Who is taking away your data protection rights?

Your data, your rights: the General Data Protection Regulation (GDPR)

A new addition is the right to a copy of the data. You can request specific information about which personal data are processed by the person responsible (e.g. surname, first name, address, date of birth, occupation, medical findings) and receive this in the form of a copy from the company.

In principle, the information must be provided free of charge. The company must also provide the first copy of the data free of charge. You can assert your right to information against the company informally and without justification.

Here you can create and download our sample letter on the right to information and a copy of your data yourself.

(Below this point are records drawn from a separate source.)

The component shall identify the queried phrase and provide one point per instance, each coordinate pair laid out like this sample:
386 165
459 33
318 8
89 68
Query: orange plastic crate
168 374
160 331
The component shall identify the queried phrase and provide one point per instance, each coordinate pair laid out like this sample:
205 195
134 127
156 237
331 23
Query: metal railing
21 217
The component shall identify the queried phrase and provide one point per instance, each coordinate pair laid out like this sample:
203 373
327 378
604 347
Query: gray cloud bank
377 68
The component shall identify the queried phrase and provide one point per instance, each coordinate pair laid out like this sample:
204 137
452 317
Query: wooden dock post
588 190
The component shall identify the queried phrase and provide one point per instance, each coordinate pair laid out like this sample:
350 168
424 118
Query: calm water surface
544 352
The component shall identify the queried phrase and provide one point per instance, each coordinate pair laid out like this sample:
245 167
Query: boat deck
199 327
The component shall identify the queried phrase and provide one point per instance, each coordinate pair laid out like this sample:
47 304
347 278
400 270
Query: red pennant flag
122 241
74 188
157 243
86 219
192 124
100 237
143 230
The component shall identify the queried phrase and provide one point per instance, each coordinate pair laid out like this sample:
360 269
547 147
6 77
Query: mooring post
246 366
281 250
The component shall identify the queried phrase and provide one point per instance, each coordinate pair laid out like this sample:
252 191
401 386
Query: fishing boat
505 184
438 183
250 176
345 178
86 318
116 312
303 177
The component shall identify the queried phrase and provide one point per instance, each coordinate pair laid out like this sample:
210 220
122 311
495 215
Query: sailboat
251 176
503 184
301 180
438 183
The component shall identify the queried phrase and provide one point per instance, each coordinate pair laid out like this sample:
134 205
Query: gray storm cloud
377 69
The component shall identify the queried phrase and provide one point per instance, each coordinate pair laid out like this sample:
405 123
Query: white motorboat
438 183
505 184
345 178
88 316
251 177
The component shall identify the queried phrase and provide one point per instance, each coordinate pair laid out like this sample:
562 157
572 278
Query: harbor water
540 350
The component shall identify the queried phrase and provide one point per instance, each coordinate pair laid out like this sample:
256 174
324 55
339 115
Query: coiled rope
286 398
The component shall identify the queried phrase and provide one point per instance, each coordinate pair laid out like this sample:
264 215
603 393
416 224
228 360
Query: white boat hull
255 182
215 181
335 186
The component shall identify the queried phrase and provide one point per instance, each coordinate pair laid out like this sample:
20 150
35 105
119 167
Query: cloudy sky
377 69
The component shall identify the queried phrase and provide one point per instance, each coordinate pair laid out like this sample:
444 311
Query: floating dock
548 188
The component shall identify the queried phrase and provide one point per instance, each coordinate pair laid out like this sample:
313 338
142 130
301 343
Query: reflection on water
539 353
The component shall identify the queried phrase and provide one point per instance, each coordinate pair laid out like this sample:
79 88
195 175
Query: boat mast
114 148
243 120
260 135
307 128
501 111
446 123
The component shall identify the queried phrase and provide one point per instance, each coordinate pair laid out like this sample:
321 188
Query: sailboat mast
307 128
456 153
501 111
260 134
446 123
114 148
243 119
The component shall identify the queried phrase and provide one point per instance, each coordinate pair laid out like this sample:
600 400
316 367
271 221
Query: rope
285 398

Right to erasure / right to be forgotten

Companies have to delete data under certain conditions. This is the case, for example, if the data is processed unlawfully or is no longer required for the original purpose for which the data was collected. Even if you revoke your consent (sample letter) or object to data processing, the data must be deleted.

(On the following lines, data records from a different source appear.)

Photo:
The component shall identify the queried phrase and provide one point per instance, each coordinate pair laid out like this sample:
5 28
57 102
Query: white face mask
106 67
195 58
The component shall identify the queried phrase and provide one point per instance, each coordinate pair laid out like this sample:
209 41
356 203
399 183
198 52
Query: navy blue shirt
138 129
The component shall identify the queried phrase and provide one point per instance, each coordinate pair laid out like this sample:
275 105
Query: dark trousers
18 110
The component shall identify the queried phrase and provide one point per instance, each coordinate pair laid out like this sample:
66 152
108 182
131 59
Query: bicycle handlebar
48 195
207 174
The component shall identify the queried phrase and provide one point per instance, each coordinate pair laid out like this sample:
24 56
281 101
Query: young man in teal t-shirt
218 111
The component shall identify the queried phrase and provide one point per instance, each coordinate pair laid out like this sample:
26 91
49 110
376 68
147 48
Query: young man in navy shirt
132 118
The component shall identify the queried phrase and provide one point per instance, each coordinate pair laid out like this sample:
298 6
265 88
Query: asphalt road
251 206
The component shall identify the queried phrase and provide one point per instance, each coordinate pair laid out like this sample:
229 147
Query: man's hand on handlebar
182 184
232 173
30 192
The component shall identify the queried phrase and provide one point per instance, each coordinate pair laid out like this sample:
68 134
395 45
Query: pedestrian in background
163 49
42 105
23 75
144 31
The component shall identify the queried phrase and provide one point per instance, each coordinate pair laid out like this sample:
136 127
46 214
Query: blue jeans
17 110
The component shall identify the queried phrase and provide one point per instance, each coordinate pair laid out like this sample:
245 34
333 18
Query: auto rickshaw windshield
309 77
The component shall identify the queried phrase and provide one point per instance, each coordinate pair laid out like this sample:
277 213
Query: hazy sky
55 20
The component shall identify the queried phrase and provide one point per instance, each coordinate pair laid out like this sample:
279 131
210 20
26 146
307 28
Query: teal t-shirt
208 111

The GDPR also strengthens the protection of children. They are usually unable to assess the dangers associated with data processing. You can therefore request the deletion of data that was collected as a child even later as a young person or even as an adult.

The right to be forgotten is also strengthened. Companies not only have to delete the data or links to them on their own website, they also have to take additional measures. As far as possible, you must inform third parties who are also processing the personal data that a consumer has requested the deletion of the data or links.

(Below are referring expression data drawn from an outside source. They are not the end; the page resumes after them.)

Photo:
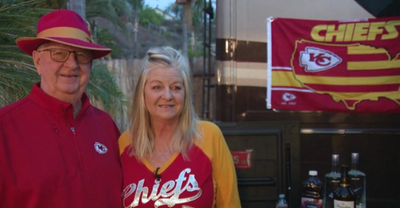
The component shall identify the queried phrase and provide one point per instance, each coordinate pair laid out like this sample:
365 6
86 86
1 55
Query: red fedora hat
65 27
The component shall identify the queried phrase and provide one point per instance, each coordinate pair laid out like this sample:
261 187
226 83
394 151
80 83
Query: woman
170 158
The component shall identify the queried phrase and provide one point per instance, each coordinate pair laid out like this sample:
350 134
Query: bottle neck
335 166
354 163
344 180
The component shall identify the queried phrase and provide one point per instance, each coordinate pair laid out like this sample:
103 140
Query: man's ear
36 61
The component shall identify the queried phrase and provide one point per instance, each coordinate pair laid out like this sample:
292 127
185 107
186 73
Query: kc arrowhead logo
315 59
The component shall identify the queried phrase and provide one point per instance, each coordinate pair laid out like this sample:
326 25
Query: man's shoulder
13 107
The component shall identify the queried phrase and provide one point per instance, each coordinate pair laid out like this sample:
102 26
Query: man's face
65 81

However, the right to erasure / right to be forgotten can be restricted, for example, by the right to freedom of expression and information.

You can use the following sample letters to delete your data:

Right to object

You can object to data processing at any time and free of charge. If the data is used for direct marketing and the associated profiling, it may then no longer be used. In this case, the objection does not have to be justified. You can also object to the use of data by advertisers and also request that your data be blocked. Blocking then makes more sense than deleting the data, since advertisers could otherwise simply collect the data again, for example through address dealers. There is also a sample letter for this.

If the processing is used for purposes other than direct mail, you must provide a plausible reason for the objection. You can also use our sample letter for this. Whether the company is still allowed to process the data depends on the individual case, e.g. if the processing serves to assert, exercise or defend legal claims.

Right to rectification

You can request that incorrect data about you be corrected immediately. Use our sample letter for this. You also have the right to have your incomplete data completed.

Right to restriction of processing (blocking of data)

Under certain conditions, you can also request that your data be no longer processed. The data is not deleted, but the data processor has to lock the data and cannot continue to use it as usual. This applies, for example, to cases in which there is a dispute about the correctness of the data or if you have objected to the data processing, but it is still unclear whether the compelling legitimate reasons of the company for the further processing prevail. In practice, companies are also often subject to retention requirements. Then data will not be deleted, but at least blocked for further use.

Right to data portability

The new right to data portability makes it easier for you to switch to a new provider. Whether to another social network, another messenger, another e-mail provider or music streaming service - in the future friends, contacts or playlists should be able to move easily with them. To do this, you can ask your provider to hand over the data that you have provided yourself. This includes data that you have left behind as part of a consent or on the basis of a contract. You can also request that the data be transmitted directly to the new provider in a structured, common and machine-readable format, if this is technically feasible.

Because this right is completely new, practice has yet to show how it works. However, providers must inform their users about their right to data portability.